Recently I had some emails in my in-box. One was a wonderful shout-out from Heart Woman who not only shared that she liked the work on Altered E but connected with how the sensibility of the work that I feel. My little city in the Shenandoah Valley is not a very congruent place for my altered art, so I’ve made my home on the web and it’s always special when someone ‘out there’ finds and appreciates and takes the time to share.
Another email came from an assemblage artist asking my recommendation for glue. As you can imagine GLUE is a big factor in bringing together and keeping together all the odds and ends of an assemblage.

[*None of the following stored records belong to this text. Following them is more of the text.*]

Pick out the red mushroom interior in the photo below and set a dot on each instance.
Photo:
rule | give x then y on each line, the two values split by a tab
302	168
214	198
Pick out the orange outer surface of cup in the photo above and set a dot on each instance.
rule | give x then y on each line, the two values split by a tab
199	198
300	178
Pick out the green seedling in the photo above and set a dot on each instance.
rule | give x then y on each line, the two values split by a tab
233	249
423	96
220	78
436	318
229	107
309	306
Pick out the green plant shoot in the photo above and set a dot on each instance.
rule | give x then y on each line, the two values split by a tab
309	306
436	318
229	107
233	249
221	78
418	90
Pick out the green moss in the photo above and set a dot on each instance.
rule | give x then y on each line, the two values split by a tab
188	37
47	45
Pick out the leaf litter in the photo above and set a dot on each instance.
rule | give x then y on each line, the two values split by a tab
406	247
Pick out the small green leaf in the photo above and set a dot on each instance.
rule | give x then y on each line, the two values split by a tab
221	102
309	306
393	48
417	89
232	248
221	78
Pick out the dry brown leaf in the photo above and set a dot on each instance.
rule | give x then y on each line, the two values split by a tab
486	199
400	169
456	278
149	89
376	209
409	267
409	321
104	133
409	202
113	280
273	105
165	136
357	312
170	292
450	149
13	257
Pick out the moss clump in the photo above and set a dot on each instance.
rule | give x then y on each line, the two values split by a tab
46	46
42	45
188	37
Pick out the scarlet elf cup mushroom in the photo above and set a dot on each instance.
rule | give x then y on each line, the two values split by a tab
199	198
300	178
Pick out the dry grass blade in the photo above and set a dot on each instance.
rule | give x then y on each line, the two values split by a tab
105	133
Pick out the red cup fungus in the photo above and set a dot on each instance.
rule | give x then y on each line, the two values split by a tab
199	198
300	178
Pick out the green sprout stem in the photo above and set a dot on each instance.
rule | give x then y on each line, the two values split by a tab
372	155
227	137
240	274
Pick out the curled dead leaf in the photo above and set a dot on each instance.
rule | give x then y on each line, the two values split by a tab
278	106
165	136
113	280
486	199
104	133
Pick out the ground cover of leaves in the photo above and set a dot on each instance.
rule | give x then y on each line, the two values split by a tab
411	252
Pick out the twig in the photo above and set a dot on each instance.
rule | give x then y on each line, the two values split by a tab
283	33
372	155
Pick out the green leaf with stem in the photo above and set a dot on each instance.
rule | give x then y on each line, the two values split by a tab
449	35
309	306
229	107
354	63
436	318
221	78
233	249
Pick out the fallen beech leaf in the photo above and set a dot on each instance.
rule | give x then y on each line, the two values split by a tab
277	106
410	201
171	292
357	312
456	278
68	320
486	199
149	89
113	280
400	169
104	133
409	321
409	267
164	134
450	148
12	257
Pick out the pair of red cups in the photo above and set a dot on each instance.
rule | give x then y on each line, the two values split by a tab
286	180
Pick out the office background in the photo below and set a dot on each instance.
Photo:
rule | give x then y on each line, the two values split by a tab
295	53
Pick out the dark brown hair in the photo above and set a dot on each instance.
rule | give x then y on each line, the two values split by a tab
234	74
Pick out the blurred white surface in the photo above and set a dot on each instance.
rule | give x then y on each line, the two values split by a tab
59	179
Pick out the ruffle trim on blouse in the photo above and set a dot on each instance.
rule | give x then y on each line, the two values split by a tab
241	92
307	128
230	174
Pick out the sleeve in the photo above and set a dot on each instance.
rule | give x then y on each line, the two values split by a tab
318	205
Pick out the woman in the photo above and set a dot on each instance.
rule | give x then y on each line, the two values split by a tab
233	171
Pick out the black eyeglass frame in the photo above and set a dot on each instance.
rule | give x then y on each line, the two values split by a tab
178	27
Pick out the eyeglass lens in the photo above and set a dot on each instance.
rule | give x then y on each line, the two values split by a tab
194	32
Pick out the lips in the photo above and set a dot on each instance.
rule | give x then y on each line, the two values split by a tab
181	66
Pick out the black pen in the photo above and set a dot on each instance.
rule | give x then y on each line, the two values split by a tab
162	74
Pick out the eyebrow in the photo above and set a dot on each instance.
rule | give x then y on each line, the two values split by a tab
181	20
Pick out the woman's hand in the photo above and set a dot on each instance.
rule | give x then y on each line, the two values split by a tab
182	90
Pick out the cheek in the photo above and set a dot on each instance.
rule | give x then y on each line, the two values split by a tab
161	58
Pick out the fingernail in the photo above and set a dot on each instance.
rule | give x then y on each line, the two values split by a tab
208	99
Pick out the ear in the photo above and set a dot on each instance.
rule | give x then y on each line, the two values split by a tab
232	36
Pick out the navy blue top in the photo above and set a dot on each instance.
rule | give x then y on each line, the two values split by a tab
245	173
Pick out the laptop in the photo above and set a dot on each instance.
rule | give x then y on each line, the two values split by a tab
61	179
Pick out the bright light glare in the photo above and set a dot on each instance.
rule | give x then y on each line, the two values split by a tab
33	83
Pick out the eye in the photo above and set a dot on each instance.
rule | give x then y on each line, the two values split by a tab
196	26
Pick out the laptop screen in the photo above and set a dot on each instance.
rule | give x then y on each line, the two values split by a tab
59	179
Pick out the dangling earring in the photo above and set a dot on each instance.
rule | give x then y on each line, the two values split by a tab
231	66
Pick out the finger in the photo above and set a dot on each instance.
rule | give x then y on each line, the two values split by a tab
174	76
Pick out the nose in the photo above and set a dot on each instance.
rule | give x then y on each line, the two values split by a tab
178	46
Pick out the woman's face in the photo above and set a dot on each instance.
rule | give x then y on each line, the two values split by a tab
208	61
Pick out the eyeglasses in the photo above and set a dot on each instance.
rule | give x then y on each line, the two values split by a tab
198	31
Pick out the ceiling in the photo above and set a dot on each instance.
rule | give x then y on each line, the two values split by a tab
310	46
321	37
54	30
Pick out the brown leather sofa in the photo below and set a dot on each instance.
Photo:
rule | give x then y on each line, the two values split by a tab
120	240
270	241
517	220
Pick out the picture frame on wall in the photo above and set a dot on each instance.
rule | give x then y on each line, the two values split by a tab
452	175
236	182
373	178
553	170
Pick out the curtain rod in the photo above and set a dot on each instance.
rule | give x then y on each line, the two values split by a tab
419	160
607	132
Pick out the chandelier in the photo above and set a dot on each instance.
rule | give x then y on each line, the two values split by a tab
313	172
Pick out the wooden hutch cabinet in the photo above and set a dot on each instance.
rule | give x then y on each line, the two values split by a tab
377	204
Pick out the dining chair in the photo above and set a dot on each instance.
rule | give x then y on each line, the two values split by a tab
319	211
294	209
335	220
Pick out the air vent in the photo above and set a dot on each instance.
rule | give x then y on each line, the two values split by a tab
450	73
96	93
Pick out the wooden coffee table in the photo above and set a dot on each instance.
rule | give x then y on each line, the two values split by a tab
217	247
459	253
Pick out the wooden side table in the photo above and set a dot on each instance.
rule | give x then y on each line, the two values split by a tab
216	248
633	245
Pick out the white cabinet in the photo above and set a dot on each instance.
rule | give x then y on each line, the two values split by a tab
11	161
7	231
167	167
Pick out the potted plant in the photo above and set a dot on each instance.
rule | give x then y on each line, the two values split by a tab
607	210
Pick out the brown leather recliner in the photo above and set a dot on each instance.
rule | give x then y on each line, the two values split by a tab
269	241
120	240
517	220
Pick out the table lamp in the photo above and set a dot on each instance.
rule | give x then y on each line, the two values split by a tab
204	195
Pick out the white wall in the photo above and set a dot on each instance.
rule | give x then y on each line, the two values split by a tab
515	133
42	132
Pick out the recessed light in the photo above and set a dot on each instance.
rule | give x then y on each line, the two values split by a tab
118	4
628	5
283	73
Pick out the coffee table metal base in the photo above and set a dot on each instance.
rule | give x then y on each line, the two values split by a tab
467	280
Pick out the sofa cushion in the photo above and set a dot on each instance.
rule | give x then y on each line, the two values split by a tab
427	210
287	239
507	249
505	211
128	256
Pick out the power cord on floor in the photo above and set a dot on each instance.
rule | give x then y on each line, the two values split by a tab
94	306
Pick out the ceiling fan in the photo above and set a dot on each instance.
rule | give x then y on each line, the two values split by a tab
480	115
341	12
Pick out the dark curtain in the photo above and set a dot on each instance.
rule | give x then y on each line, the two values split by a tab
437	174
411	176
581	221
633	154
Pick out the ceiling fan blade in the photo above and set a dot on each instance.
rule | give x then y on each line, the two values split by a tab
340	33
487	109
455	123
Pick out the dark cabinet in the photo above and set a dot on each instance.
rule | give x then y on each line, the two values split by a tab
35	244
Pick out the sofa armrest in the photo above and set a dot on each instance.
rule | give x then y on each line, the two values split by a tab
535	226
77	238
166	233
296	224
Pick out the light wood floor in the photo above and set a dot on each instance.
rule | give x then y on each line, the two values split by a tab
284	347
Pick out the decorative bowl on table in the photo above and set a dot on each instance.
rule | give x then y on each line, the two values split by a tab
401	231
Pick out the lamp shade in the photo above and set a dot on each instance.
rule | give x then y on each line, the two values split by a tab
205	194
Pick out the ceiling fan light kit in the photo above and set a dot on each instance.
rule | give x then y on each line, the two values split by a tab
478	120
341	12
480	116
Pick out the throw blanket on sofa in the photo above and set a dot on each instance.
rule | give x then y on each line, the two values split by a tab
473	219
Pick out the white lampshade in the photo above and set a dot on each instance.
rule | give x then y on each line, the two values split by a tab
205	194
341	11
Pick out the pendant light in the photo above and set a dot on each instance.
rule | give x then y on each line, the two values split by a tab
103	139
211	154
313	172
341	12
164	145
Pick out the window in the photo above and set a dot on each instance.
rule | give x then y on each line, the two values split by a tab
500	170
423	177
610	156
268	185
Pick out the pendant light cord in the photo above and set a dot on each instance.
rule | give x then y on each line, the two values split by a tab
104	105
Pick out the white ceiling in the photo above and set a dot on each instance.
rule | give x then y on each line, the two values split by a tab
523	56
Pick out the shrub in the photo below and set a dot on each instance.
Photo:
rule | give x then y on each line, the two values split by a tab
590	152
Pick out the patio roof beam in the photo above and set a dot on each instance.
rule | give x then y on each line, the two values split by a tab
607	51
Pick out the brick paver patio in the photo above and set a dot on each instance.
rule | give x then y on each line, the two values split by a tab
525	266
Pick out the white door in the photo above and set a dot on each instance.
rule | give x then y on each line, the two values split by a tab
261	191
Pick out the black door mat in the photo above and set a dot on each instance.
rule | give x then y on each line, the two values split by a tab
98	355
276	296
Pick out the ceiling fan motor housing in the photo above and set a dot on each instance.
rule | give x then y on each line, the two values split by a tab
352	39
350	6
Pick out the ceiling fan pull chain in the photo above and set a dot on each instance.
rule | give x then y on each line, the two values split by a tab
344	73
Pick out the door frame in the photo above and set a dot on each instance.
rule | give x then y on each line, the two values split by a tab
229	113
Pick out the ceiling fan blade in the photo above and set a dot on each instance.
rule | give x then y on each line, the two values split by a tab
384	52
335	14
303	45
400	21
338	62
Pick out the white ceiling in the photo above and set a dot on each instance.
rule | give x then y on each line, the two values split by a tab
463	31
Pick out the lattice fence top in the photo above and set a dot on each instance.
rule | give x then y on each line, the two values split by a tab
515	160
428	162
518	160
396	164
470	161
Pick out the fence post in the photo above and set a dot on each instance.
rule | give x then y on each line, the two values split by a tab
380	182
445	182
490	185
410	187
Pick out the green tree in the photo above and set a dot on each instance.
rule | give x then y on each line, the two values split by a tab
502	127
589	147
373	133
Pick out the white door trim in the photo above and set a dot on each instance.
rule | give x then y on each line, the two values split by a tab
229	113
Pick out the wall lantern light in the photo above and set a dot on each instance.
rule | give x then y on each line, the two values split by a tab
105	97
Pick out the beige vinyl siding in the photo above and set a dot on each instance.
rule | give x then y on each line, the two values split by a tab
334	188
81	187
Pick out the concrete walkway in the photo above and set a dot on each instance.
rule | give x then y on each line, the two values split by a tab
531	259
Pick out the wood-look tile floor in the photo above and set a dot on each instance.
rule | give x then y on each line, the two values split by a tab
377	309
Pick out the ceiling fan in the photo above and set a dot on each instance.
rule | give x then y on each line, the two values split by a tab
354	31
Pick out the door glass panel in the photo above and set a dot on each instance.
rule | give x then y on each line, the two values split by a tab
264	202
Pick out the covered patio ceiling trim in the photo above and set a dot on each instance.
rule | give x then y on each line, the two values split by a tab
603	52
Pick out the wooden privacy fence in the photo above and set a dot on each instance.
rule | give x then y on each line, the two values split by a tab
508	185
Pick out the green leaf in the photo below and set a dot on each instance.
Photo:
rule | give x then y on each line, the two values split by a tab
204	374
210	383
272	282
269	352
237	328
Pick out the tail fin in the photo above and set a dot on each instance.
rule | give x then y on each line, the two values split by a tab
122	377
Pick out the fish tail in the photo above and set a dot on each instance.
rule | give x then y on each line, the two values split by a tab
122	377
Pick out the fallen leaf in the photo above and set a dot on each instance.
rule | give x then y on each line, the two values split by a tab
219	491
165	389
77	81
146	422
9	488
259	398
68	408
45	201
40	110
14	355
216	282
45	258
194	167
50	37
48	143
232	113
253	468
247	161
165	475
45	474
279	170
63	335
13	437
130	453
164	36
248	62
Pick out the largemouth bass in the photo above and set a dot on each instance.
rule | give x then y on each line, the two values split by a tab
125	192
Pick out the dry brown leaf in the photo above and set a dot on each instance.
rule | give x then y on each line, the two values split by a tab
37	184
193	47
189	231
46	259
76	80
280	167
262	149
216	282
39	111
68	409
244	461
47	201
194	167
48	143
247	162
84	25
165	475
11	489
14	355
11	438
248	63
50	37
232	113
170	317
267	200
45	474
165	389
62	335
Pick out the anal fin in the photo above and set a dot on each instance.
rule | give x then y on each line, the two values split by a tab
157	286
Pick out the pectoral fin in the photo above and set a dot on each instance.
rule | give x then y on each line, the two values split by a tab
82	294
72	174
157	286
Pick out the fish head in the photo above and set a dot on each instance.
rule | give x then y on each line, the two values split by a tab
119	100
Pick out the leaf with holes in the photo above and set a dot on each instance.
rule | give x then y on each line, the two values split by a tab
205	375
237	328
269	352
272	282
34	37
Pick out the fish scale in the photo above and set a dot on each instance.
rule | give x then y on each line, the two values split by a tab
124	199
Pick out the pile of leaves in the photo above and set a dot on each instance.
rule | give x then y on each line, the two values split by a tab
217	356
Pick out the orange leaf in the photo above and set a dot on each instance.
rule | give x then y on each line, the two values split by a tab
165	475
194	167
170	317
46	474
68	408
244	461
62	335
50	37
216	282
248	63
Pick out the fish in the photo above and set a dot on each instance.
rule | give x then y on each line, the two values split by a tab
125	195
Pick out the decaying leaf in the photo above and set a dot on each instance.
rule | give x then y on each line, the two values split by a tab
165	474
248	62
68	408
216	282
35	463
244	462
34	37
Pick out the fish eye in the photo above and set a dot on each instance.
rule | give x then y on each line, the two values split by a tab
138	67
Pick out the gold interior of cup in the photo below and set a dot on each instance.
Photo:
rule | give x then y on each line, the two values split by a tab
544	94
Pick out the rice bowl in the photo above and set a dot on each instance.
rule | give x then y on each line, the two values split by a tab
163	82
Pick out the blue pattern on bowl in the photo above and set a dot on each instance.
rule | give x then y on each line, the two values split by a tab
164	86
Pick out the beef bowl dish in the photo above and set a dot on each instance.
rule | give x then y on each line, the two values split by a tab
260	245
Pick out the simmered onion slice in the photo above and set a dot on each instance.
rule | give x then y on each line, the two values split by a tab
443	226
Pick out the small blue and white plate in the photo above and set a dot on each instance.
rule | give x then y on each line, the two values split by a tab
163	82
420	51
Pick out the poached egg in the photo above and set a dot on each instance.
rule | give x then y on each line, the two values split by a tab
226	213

I’ve tried a slew of glues over time.
My essential and singular glue now and for the past 5 years is Liquid Nails Small Project glue. There are many other Liquid Nails, including construction grade glues but verifying that it’s ‘small project’ is important because it dries clear. Oddly, I have yet to find this glue at craft stores. I buy it at Home Depot, Lowes or WalMart. I not only use this for all the assemblage pieces but have used it to add embellishments to fabric, canvas board and more.
Small dabs will hold well. This is not a fast drying glue. Position and leave it alone. It will do a first ‘set’ in an hour or so but be sure to let the piece ‘cure’ over-night for the fullest adhesion. Typically, I glue all the pieces I can [those which can easily fit next to and with each other] in one sitting. Then I either work on another piece or go away. Yep, I often have to just get myself out of the studio so I don’t touch the work.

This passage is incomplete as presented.